8-K

 

 

UNITED STATES

SECURITIES AND EXCHANGE COMMISSION

Washington, D.C. 20549

 

 

FORM 8-K

 

 

CURRENT REPORT

Pursuant to Section 13 or 15(d)

of the Securities Exchange Act of 1934

Date of Report (Date of earliest event reported) April 29, 2014

 

 

LEAR CORPORATION

(Exact name of Registrant as specified in its charter)

 

 

 

Delaware   1-11311   13-3386776

(State or other jurisdiction

of incorporation)

 

(Commission

File Number)

 

(IRS Employer

Identification Number)

 

21557 Telegraph Road, Southfield, Michigan   48033
(Address of principal executive offices)   (Zip Code)

(248) 447-1500

(Registrant’s telephone number, including area code)

N/A

(Former name or former address, if changed since last report)

 

 

Check the appropriate box below if the Form 8-K filing is intended to simultaneously satisfy the filing obligation of the registrant under any of the following provisions:

 

¨ Written communications pursuant to Rule 425 under the Securities Act (17 CFR 230.425)

 

¨ Soliciting material pursuant to Rule 14a-12 under the Exchange Act (17 CFR 240.14a-12)

 

¨ Pre-commencement communications pursuant to Rule 14d-2(b) under the Exchange Act (17 CFR 240.14d-2(b))

 

¨ Pre-commencement communications pursuant to Rule 13e-4(c) under the Exchange Act (17 CFR 240.13e-4(c))

 

 

 


Section 8 – Other Events

Item 8.01 Other Events.

On April 29, 2014, Lear Corporation (the “Company”) commenced an offer (the “Exchange Offer”) to exchange all of its outstanding 4.75% Senior Notes due 2023, which have not been registered under the Securities Act of 1933 (the “Old Notes”), for new 4.75% Senior Notes due 2023, which have been registered under the Securities Act of 1933, in accordance with the terms of its registration rights agreement with existing holders of the Old Notes. The Exchange Offer will expire at 5:00 p.m., Eastern Time, on May 28, 2014, unless extended.
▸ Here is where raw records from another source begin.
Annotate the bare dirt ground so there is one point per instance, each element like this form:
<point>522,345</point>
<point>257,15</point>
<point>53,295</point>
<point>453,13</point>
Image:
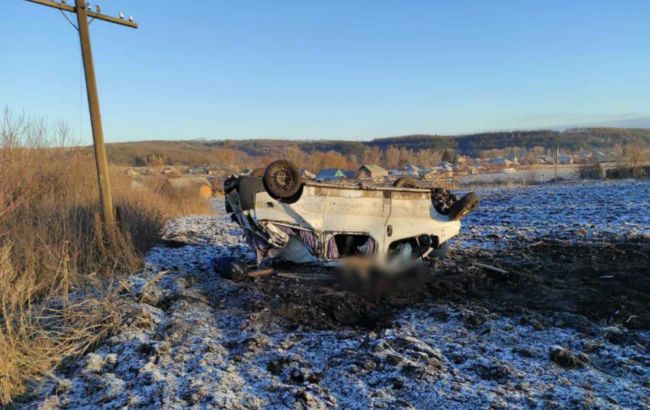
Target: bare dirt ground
<point>563,322</point>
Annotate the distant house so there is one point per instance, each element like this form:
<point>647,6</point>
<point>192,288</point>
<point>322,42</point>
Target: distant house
<point>512,157</point>
<point>188,186</point>
<point>371,171</point>
<point>305,174</point>
<point>411,170</point>
<point>330,174</point>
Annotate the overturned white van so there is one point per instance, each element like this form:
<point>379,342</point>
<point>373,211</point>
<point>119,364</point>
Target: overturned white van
<point>287,219</point>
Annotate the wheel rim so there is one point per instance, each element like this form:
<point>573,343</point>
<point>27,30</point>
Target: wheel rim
<point>283,179</point>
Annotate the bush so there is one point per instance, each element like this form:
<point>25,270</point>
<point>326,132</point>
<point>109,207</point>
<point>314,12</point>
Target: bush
<point>55,263</point>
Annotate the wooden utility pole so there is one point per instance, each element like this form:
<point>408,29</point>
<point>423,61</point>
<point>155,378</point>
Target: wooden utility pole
<point>83,12</point>
<point>557,157</point>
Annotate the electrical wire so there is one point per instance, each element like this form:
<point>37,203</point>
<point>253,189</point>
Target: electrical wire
<point>69,21</point>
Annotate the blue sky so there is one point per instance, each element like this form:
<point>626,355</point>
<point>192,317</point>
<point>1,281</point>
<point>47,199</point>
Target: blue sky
<point>332,69</point>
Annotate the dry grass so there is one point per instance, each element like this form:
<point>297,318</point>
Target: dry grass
<point>53,255</point>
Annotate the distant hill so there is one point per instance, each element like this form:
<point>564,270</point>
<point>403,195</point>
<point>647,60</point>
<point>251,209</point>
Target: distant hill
<point>200,152</point>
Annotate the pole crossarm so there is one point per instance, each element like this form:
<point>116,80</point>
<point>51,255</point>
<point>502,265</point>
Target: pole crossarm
<point>99,16</point>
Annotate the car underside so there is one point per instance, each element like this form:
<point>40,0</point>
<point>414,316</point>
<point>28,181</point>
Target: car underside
<point>285,219</point>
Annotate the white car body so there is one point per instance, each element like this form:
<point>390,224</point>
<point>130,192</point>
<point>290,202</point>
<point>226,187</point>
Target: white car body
<point>323,211</point>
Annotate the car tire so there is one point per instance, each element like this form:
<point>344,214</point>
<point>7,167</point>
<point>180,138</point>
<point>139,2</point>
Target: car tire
<point>464,206</point>
<point>248,187</point>
<point>405,182</point>
<point>282,180</point>
<point>258,172</point>
<point>230,183</point>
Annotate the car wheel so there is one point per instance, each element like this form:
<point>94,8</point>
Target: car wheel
<point>282,180</point>
<point>464,206</point>
<point>257,172</point>
<point>405,182</point>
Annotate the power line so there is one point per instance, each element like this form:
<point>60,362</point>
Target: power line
<point>83,12</point>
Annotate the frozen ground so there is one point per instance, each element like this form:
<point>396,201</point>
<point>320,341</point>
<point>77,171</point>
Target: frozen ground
<point>578,212</point>
<point>196,340</point>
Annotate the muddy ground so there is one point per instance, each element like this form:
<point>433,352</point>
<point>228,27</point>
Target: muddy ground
<point>519,316</point>
<point>608,284</point>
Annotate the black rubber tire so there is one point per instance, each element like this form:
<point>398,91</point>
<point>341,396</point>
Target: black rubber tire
<point>230,183</point>
<point>406,182</point>
<point>464,206</point>
<point>282,180</point>
<point>258,172</point>
<point>248,187</point>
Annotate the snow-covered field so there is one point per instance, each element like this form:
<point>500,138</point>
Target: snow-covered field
<point>196,340</point>
<point>578,212</point>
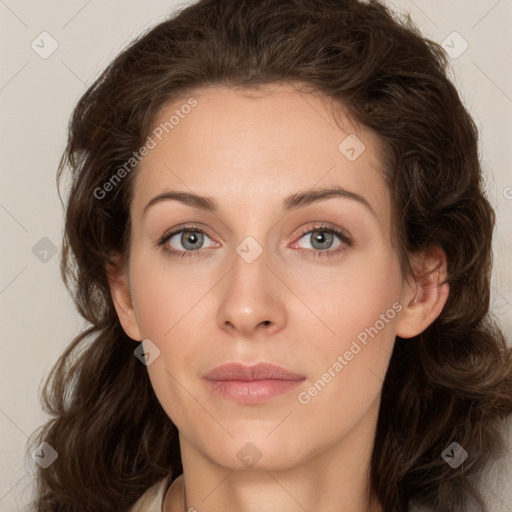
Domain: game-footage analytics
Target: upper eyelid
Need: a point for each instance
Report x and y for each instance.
(340, 232)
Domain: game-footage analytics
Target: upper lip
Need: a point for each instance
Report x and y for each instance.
(242, 372)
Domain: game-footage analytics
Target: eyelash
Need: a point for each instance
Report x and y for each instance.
(324, 228)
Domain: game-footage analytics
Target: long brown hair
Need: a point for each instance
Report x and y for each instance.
(453, 382)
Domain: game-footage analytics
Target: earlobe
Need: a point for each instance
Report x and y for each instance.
(121, 297)
(425, 298)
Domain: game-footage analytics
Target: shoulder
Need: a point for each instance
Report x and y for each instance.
(152, 499)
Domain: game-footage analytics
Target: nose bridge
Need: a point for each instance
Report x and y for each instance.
(250, 296)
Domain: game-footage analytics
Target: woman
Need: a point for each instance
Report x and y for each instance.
(281, 202)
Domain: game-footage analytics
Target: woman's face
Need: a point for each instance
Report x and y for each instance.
(268, 269)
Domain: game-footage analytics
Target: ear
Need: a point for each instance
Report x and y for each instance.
(117, 274)
(424, 297)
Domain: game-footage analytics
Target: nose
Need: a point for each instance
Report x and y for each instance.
(252, 299)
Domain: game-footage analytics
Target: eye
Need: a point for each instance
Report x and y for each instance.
(185, 242)
(324, 241)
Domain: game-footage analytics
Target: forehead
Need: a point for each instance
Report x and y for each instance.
(257, 146)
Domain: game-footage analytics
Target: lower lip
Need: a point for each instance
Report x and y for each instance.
(254, 391)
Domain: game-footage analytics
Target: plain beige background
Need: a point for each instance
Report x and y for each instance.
(36, 99)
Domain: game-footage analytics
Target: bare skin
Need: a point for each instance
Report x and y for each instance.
(293, 305)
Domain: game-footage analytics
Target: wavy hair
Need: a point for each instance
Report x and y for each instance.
(453, 382)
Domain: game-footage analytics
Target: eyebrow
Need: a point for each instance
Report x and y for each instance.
(292, 202)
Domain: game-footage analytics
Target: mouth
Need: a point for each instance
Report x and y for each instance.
(251, 384)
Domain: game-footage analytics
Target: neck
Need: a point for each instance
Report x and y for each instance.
(333, 480)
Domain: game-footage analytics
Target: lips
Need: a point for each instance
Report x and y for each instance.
(251, 384)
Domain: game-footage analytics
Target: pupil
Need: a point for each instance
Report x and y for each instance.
(323, 238)
(191, 238)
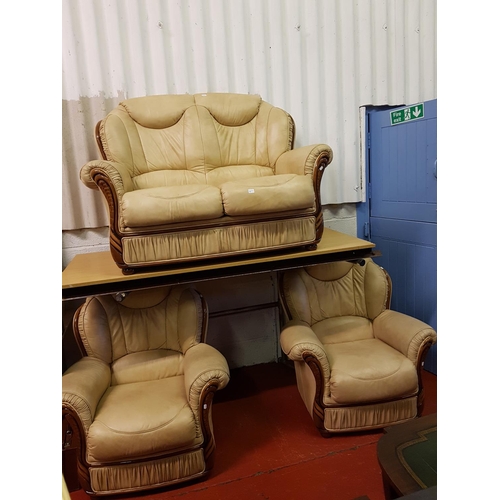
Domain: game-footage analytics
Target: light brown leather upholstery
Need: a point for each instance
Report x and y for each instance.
(139, 401)
(357, 362)
(190, 177)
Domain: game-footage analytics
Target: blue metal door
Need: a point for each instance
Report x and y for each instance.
(402, 204)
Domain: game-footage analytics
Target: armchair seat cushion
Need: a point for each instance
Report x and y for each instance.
(139, 420)
(166, 205)
(278, 193)
(142, 366)
(369, 370)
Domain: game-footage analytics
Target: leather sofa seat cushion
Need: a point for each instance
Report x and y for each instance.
(167, 205)
(147, 365)
(138, 420)
(277, 193)
(220, 175)
(365, 371)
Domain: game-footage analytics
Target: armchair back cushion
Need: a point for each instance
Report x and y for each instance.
(336, 289)
(170, 323)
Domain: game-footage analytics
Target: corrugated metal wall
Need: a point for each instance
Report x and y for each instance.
(318, 59)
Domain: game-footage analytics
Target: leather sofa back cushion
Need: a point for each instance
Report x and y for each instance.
(197, 133)
(277, 193)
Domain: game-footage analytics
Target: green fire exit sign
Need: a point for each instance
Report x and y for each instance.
(407, 114)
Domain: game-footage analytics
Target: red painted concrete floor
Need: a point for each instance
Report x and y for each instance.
(269, 448)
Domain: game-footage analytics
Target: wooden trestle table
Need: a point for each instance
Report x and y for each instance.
(97, 274)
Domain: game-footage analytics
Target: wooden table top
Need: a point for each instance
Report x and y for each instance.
(94, 273)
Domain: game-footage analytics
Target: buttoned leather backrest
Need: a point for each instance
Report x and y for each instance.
(158, 318)
(189, 136)
(336, 289)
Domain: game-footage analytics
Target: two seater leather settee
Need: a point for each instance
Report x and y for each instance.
(191, 177)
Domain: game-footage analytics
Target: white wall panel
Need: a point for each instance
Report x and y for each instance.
(320, 60)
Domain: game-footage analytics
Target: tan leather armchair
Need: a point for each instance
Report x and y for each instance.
(193, 177)
(357, 363)
(139, 401)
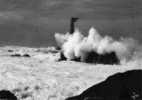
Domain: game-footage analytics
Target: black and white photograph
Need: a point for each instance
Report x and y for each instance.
(70, 49)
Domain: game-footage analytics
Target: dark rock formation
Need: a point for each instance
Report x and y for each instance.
(7, 95)
(93, 57)
(106, 58)
(121, 86)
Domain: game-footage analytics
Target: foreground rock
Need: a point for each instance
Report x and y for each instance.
(7, 95)
(121, 86)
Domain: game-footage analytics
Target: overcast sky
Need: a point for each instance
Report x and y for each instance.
(34, 22)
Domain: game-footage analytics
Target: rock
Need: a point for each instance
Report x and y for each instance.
(7, 95)
(121, 86)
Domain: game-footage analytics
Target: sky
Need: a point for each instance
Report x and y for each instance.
(34, 22)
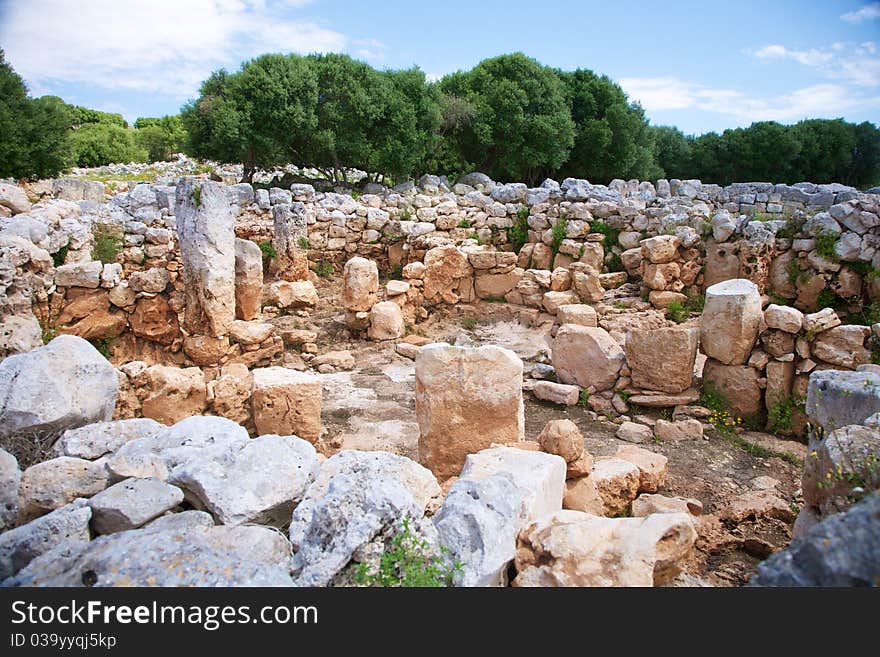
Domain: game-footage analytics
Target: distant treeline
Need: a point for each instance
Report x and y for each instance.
(509, 116)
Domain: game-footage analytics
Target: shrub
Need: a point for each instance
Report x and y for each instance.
(559, 232)
(108, 242)
(518, 234)
(408, 562)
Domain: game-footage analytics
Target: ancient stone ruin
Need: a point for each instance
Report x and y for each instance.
(638, 384)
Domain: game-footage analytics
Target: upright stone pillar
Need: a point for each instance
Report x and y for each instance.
(290, 230)
(206, 231)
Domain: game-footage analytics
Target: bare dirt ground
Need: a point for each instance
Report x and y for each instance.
(373, 407)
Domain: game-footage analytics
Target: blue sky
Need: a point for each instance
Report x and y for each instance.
(701, 66)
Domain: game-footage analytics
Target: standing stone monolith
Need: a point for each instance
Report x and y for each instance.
(291, 241)
(731, 320)
(206, 230)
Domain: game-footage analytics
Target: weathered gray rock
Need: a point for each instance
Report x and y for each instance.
(539, 477)
(356, 497)
(206, 231)
(837, 398)
(10, 477)
(95, 440)
(478, 524)
(132, 503)
(731, 320)
(248, 279)
(261, 483)
(19, 546)
(51, 484)
(587, 357)
(842, 550)
(194, 438)
(153, 556)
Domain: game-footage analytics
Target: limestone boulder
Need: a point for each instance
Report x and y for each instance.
(172, 394)
(51, 484)
(206, 233)
(287, 402)
(570, 548)
(360, 284)
(731, 320)
(466, 399)
(662, 359)
(132, 503)
(248, 279)
(587, 357)
(60, 386)
(738, 384)
(261, 483)
(386, 321)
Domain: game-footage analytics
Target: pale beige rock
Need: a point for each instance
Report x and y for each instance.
(172, 393)
(292, 294)
(843, 346)
(662, 359)
(689, 429)
(466, 399)
(617, 481)
(248, 279)
(647, 503)
(738, 384)
(287, 402)
(632, 432)
(784, 318)
(250, 332)
(587, 357)
(577, 313)
(563, 438)
(572, 548)
(653, 467)
(360, 284)
(731, 319)
(386, 321)
(662, 248)
(51, 484)
(581, 494)
(558, 393)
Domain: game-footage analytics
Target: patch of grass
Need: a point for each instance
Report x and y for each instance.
(408, 562)
(825, 245)
(757, 450)
(60, 255)
(780, 417)
(558, 233)
(108, 242)
(518, 234)
(324, 268)
(268, 251)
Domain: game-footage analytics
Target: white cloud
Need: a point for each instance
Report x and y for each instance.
(821, 100)
(155, 46)
(855, 63)
(868, 12)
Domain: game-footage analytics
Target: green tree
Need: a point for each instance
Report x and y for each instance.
(33, 132)
(522, 127)
(613, 139)
(97, 144)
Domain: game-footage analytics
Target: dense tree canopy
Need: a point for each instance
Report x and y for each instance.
(509, 116)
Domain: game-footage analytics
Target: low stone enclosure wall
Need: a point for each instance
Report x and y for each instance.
(188, 280)
(173, 281)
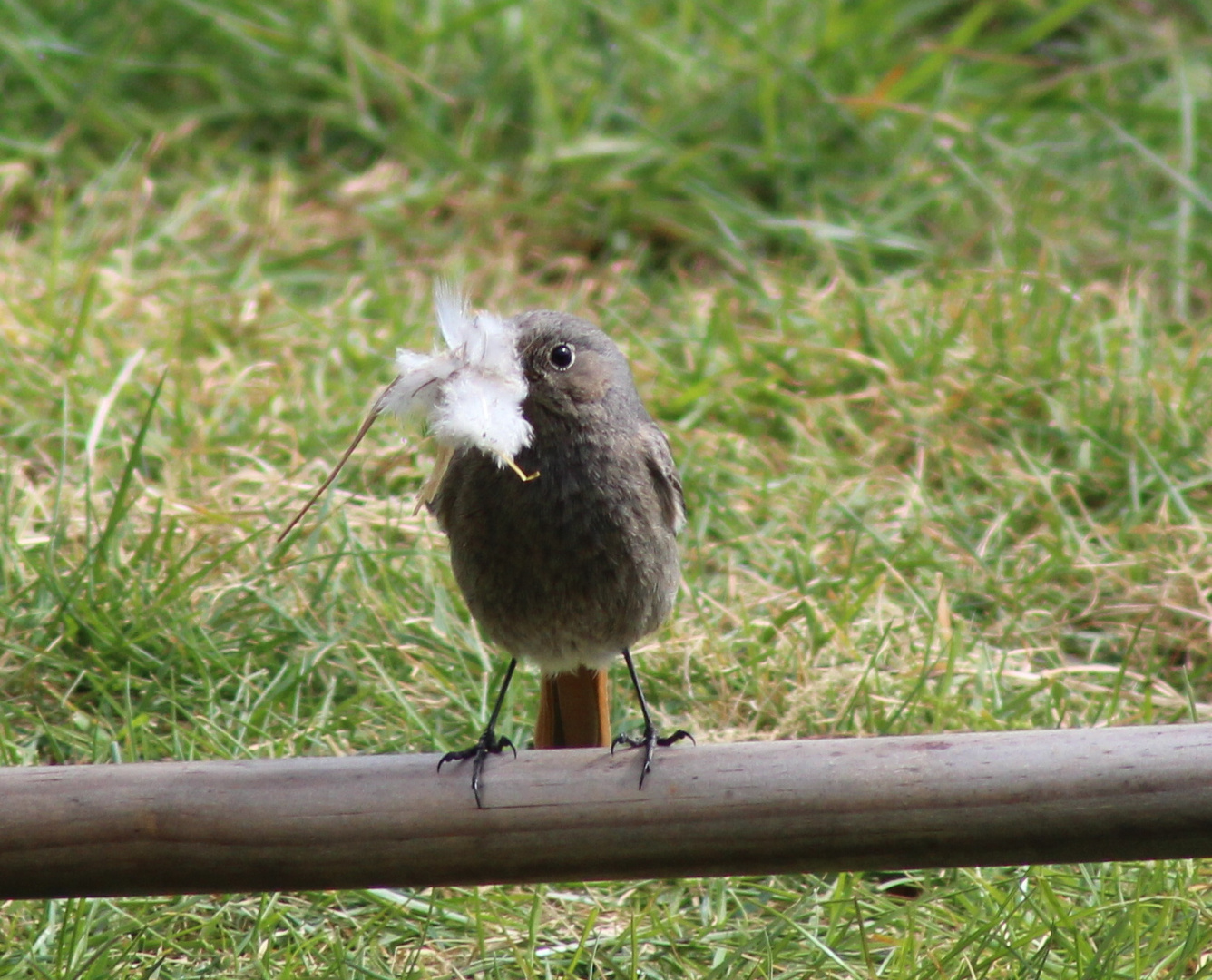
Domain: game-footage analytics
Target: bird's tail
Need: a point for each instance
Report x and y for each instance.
(573, 710)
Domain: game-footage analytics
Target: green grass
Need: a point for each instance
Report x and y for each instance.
(919, 292)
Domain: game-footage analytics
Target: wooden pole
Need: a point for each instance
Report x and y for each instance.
(933, 800)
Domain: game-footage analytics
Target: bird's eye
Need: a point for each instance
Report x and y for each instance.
(562, 357)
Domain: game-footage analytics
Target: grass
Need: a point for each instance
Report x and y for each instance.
(918, 291)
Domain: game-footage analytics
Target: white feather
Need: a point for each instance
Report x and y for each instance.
(471, 395)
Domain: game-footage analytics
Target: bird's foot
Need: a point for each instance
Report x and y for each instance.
(489, 742)
(650, 740)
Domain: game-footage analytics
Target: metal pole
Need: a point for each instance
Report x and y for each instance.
(829, 804)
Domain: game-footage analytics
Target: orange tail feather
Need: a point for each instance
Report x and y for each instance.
(573, 710)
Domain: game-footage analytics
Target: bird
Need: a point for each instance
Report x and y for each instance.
(560, 500)
(571, 565)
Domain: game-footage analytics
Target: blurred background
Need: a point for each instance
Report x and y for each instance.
(919, 290)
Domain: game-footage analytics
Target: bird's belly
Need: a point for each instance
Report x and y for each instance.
(565, 586)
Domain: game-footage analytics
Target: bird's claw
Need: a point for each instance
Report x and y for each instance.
(489, 742)
(650, 740)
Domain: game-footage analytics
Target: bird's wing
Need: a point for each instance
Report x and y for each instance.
(666, 480)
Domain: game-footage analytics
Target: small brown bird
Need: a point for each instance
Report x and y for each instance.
(571, 568)
(562, 503)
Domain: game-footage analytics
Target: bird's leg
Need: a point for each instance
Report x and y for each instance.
(489, 741)
(649, 739)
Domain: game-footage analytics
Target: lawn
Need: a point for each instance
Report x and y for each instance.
(919, 291)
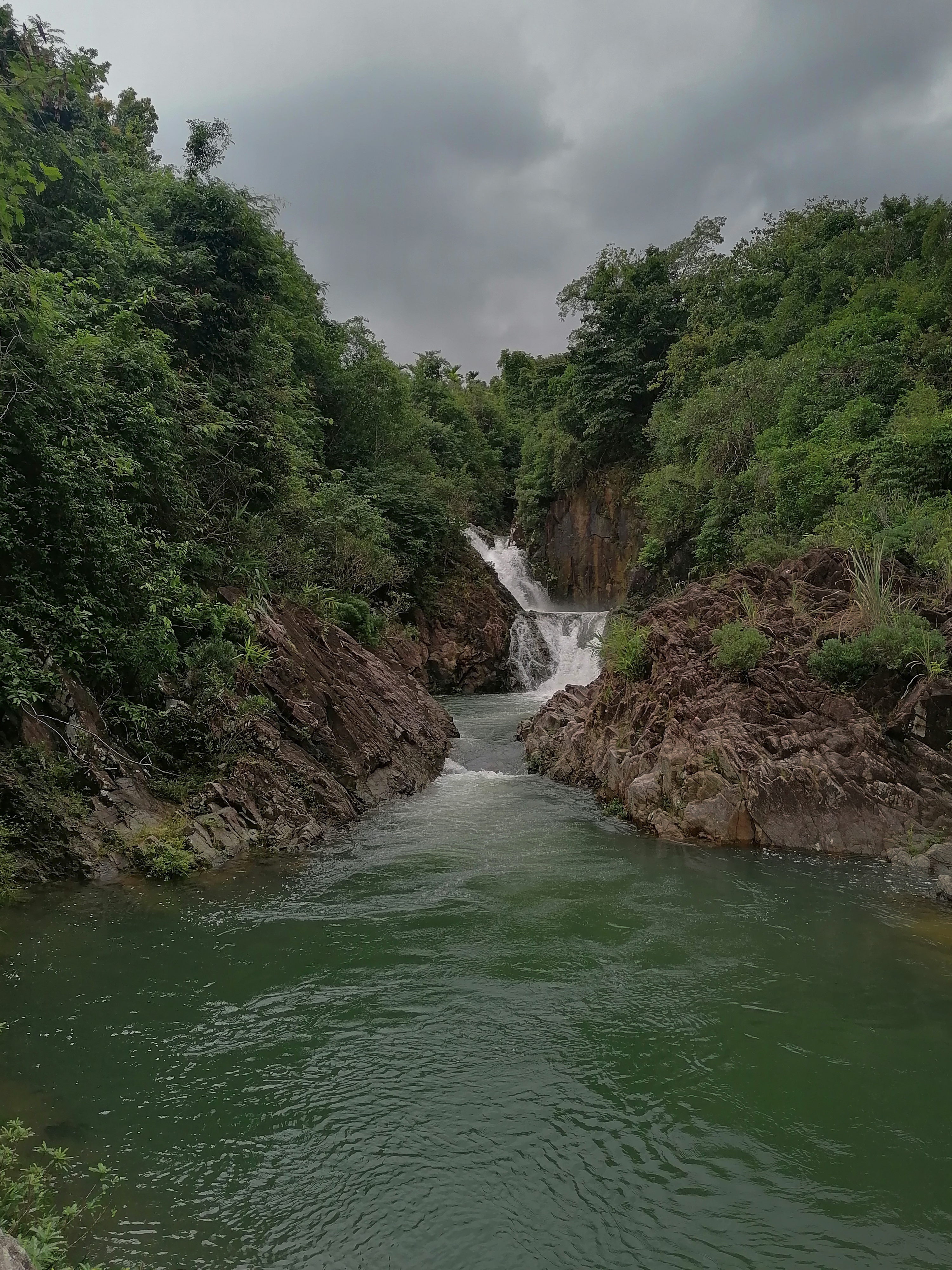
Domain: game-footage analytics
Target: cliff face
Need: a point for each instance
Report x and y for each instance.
(592, 540)
(463, 637)
(346, 730)
(777, 759)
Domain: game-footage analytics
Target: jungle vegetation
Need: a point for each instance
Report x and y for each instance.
(794, 391)
(180, 411)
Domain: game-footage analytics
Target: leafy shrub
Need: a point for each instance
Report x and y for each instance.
(842, 664)
(22, 681)
(163, 854)
(739, 647)
(624, 648)
(903, 643)
(652, 554)
(8, 872)
(30, 1208)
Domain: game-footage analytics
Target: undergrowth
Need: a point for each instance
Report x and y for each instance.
(739, 647)
(904, 643)
(32, 1188)
(624, 648)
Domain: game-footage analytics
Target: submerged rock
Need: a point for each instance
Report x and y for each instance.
(775, 759)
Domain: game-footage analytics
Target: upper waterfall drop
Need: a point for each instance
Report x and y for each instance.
(550, 647)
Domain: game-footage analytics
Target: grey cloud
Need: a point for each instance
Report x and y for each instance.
(411, 192)
(449, 194)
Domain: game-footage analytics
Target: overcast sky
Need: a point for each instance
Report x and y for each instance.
(447, 166)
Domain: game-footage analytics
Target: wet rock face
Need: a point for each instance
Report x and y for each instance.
(463, 637)
(347, 731)
(592, 540)
(12, 1255)
(776, 759)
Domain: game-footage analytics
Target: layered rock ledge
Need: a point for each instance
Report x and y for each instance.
(776, 759)
(345, 731)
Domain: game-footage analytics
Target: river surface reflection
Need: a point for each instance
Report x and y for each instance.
(494, 1029)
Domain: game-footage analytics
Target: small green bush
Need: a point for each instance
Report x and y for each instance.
(842, 664)
(163, 853)
(31, 1202)
(739, 647)
(624, 648)
(906, 642)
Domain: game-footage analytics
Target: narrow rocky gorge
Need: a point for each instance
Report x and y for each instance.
(775, 759)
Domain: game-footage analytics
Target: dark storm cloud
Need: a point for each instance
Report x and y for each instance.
(447, 167)
(411, 191)
(821, 100)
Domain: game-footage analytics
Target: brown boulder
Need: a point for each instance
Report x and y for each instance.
(776, 758)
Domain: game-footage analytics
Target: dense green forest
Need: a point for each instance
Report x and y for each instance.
(178, 410)
(794, 391)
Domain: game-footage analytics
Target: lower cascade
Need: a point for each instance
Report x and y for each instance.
(550, 647)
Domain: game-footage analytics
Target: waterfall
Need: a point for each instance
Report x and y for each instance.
(550, 647)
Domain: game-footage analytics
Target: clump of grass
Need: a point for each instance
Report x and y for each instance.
(750, 605)
(739, 647)
(904, 642)
(875, 599)
(624, 648)
(163, 854)
(927, 656)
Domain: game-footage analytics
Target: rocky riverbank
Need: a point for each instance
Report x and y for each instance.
(774, 758)
(326, 731)
(461, 638)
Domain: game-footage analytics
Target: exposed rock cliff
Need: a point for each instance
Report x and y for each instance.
(780, 759)
(345, 731)
(592, 540)
(463, 636)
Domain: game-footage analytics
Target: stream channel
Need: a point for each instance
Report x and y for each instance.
(497, 1029)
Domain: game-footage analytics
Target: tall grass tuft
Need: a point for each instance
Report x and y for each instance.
(624, 648)
(875, 599)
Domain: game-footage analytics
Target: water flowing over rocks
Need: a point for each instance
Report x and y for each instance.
(776, 759)
(550, 646)
(463, 637)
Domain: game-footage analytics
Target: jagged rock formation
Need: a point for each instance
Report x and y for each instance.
(346, 731)
(591, 543)
(463, 637)
(777, 759)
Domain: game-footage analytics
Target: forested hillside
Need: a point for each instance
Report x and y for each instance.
(178, 410)
(794, 391)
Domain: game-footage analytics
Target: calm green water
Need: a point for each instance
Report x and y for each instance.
(496, 1031)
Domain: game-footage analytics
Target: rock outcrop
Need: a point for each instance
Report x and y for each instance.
(461, 642)
(342, 732)
(592, 540)
(775, 759)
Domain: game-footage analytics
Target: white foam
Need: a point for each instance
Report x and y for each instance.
(549, 647)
Information regarding the Exchange Offer and copies of the prospectus and transmittal materials governing the Exchange Offer can be obtained from the Exchange Agent, The Bank of New York Mellon Trust Company, N.A., by telephone at (315) 414-3360, fax at (732) 667-9408 or by writing via registered mail, certified mail, overnight courier or hand delivery to The Bank of New York Mellon Trust Company, N.A., c/o The Bank of New York Mellon Corporation, Corporate Trust Operations – Reorganization Unit, 111 Sanders Creek Parkway, East Syracuse, NY 13057, Attn: Dacia Brown-Jones. Copies of the prospectus also may be obtained through the Securities and Exchange Commission website at www.sec.gov.

This current report on Form 8-K is neither an offer to sell nor a solicitation of an offer to buy any securities and shall not constitute an offer, solicitation or sale in any jurisdiction in which such offer, solicitation or sale would be unlawful.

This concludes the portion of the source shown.